- Born: March 20, 1942 United States
- Died: February 15, 1993 (aged 50) United States
- Genres: R&B
- Occupations: Lyricist, composer
- Label: Philadelphia International Records

= Cary Gilbert =

American songwriter

Cary Gilbert (March 20, 1942; February 15, 1993) was an American lyricist who wrote songs with Kenneth Gamble and Leon Huff at Philadelphia International Records in the 1970s. Among the songs he co-wrote are the international number one hits "Me and Mrs. Jones" and "Don't Leave Me This Way".

== Biography ==
Gilbert, widely known as "Hippy", grew up in Camden, New Jersey, and befriended with Gamble and Huff when the two were members of "Kenny Gamble & the Romeos. After holding several jobs and marrying, Gilbert turned to songwriting with Gamble and Huff and penned the lyrics for Billy Paul's hit "Me and Mrs. Jones" in 1972. He also wrote the lyrics for Don't Leave Me This Way, originally a track on Harold Melvin & the Blue Notes' 1975 album Wake Up Everybody and later an international hit for Thelma Houston, released in 1976 and whose version was nominated for Best R&B Song at the 1978 Grammy Awards. In 1986, the song was covered by British synth-pop duo The Communards.

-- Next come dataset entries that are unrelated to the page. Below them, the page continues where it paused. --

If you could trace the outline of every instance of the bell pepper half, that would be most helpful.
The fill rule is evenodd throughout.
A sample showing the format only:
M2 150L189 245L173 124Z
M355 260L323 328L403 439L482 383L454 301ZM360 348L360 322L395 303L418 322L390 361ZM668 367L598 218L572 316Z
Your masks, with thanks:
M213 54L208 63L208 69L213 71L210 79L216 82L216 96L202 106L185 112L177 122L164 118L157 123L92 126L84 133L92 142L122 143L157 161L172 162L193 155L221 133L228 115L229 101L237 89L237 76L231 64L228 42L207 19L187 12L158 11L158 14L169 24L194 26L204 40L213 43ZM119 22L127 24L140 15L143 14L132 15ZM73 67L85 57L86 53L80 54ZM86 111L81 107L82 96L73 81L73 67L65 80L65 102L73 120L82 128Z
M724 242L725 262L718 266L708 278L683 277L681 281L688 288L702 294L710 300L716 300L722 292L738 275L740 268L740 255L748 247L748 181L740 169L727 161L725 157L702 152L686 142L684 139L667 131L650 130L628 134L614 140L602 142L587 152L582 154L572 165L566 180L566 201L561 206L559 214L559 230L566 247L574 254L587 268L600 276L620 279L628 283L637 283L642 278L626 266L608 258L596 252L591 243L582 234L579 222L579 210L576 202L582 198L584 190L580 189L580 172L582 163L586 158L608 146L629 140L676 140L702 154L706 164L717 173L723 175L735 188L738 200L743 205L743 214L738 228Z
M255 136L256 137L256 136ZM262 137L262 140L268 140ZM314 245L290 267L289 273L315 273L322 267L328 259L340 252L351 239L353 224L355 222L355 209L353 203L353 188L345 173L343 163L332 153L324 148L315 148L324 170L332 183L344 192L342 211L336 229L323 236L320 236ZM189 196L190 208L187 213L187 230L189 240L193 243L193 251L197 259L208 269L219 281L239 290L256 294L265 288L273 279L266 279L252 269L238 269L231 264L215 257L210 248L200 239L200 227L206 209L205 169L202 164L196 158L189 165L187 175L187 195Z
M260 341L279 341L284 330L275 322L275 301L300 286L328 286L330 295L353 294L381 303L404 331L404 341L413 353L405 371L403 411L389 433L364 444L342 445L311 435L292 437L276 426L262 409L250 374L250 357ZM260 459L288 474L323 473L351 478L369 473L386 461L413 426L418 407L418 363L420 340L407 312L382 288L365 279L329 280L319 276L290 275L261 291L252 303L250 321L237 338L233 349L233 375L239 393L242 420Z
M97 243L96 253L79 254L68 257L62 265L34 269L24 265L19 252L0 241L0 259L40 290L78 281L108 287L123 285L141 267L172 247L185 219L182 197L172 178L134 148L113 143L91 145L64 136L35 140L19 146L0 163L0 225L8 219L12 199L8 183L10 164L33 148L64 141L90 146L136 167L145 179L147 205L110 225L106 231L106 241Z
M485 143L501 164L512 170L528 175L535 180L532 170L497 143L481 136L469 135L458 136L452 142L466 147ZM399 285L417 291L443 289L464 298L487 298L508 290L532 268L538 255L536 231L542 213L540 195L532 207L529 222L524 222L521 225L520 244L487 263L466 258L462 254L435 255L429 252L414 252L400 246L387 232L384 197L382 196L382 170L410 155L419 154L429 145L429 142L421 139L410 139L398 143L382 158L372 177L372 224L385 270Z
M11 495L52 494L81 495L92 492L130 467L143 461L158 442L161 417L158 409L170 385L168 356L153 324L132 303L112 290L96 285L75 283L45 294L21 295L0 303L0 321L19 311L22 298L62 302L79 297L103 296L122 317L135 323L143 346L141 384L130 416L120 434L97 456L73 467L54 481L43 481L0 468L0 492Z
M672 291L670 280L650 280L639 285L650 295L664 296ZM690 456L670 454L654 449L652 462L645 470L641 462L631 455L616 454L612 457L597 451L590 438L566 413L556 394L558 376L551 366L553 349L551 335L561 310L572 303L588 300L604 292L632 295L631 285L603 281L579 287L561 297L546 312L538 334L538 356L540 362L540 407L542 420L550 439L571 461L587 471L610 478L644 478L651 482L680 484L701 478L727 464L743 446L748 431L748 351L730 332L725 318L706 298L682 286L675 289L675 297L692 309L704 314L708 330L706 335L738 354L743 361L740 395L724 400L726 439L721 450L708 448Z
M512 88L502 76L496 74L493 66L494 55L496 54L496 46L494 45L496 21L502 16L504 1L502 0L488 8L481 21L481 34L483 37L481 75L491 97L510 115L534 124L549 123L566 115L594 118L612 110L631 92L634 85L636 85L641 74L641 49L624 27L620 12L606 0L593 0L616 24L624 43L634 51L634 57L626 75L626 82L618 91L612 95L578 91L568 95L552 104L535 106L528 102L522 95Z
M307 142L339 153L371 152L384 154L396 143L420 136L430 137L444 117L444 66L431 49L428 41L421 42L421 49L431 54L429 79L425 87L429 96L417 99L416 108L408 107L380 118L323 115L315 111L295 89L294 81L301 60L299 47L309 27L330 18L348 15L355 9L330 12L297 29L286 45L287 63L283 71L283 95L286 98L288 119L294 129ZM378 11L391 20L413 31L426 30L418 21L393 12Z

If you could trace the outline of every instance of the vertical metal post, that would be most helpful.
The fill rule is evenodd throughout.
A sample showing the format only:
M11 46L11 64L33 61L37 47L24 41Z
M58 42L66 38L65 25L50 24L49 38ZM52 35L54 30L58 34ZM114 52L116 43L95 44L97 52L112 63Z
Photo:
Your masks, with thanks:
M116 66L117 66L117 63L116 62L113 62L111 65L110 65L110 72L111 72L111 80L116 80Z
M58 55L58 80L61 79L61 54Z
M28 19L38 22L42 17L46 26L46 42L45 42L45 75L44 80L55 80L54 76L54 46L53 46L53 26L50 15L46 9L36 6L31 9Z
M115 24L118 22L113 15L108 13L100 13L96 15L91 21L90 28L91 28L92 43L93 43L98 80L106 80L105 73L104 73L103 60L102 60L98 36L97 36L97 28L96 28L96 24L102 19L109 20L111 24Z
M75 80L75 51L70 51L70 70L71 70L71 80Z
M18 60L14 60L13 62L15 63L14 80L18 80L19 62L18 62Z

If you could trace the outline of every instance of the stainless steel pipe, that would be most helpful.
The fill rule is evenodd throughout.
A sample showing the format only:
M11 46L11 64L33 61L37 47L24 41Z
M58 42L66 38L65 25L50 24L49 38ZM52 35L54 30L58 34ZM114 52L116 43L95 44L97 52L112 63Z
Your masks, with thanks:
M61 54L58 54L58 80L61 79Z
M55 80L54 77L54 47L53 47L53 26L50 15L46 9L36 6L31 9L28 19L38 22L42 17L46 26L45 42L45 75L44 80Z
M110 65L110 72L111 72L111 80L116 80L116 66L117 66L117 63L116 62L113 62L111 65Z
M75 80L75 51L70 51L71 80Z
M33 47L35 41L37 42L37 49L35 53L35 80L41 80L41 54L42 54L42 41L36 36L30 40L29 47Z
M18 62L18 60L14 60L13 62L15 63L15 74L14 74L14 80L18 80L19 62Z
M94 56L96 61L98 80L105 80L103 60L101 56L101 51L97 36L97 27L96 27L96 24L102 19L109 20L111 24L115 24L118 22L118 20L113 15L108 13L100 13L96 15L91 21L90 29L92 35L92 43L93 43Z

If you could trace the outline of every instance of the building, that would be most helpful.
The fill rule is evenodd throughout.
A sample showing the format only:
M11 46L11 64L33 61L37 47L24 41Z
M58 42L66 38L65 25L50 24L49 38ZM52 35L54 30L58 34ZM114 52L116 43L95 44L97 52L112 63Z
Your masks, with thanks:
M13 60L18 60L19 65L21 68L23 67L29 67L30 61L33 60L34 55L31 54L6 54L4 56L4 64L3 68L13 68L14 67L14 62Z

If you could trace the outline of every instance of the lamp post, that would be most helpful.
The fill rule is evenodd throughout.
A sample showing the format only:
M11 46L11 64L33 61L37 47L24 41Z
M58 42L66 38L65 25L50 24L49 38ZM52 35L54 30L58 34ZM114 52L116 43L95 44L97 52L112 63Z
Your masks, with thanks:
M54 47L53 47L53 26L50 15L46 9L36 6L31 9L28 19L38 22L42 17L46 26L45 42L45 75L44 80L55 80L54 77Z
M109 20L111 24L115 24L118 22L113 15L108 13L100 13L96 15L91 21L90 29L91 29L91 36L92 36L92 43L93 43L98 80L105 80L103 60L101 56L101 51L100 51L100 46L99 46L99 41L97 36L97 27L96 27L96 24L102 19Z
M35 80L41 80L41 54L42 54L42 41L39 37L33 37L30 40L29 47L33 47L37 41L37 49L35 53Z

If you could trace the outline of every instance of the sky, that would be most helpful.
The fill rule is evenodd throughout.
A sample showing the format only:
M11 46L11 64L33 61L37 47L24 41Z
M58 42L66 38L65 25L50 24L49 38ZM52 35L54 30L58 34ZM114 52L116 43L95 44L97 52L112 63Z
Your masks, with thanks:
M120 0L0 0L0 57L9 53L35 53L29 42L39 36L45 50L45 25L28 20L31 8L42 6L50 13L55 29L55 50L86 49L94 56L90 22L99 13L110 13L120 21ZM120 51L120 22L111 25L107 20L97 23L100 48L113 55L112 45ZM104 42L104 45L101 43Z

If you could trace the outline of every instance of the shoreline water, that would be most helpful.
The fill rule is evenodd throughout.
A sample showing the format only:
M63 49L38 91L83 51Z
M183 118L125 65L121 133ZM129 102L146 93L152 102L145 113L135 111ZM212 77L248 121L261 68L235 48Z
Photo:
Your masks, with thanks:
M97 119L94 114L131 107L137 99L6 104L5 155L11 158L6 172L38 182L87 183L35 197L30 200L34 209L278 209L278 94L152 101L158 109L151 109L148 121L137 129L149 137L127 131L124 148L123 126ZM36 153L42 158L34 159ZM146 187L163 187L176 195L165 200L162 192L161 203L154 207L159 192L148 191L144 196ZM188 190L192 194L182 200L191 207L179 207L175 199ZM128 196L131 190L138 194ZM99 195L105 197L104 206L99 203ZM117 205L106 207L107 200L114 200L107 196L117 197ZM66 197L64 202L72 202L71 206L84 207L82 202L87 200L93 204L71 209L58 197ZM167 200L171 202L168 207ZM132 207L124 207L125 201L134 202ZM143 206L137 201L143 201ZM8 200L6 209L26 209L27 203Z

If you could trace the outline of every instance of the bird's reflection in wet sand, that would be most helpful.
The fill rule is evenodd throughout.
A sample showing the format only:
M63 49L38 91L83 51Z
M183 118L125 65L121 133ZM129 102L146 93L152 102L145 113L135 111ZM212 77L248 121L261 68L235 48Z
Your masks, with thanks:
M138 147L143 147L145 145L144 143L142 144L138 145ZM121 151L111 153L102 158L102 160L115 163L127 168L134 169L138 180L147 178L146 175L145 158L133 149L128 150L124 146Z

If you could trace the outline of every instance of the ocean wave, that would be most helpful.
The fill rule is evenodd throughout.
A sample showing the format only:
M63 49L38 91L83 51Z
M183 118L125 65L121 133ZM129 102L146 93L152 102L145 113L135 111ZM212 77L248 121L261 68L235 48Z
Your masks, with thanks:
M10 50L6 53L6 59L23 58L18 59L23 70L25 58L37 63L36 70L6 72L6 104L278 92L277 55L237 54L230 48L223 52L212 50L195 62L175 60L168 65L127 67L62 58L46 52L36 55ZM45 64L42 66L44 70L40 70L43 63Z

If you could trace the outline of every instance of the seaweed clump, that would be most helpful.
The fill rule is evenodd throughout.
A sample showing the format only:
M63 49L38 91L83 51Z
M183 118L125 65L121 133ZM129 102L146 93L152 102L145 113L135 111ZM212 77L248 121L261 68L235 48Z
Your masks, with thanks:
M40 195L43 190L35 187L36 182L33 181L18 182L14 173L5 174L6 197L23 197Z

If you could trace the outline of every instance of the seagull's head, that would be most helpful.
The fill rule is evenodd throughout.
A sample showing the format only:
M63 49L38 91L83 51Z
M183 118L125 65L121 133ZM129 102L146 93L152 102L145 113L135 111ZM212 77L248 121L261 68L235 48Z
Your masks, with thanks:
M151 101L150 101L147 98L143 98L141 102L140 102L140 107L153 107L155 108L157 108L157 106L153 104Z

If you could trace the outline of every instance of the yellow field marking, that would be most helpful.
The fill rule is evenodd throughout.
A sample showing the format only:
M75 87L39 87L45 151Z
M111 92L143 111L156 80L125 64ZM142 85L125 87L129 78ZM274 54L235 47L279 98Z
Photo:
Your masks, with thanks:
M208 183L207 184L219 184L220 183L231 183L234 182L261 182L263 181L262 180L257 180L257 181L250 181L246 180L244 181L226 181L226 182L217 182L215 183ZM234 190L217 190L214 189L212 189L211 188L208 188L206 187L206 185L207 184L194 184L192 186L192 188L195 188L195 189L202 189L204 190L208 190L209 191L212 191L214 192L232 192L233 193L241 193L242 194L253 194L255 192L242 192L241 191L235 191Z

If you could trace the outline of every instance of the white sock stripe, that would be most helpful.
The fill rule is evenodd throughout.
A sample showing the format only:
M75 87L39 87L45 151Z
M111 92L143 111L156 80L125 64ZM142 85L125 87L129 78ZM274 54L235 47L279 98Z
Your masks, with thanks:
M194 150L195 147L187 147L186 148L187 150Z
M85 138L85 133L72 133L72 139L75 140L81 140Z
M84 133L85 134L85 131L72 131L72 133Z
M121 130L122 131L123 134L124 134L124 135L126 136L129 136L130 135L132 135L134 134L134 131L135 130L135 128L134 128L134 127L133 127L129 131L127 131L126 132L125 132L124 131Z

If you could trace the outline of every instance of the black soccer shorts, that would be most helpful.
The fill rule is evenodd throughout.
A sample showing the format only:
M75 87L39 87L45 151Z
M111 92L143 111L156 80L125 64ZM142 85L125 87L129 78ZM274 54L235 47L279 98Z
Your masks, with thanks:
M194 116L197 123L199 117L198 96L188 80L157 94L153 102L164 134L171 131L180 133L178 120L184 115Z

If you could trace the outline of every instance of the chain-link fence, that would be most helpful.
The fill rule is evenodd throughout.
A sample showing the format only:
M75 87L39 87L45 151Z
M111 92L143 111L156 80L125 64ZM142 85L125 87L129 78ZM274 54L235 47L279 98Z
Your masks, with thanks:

Gilbert also co-wrote "Livin' for the Weekend" and "Your Body's Here With Me (But Your Mind Is on the Other Side of Town)" for The O'Jays, "Don't Let the Music Slip Away" for Archie Bell & the Drells, and "Let's Clean Up the Ghetto" for the Philadelphia International All-Stars.

Gilbert died in February 1993, at age 50, from complications associated with diabetes.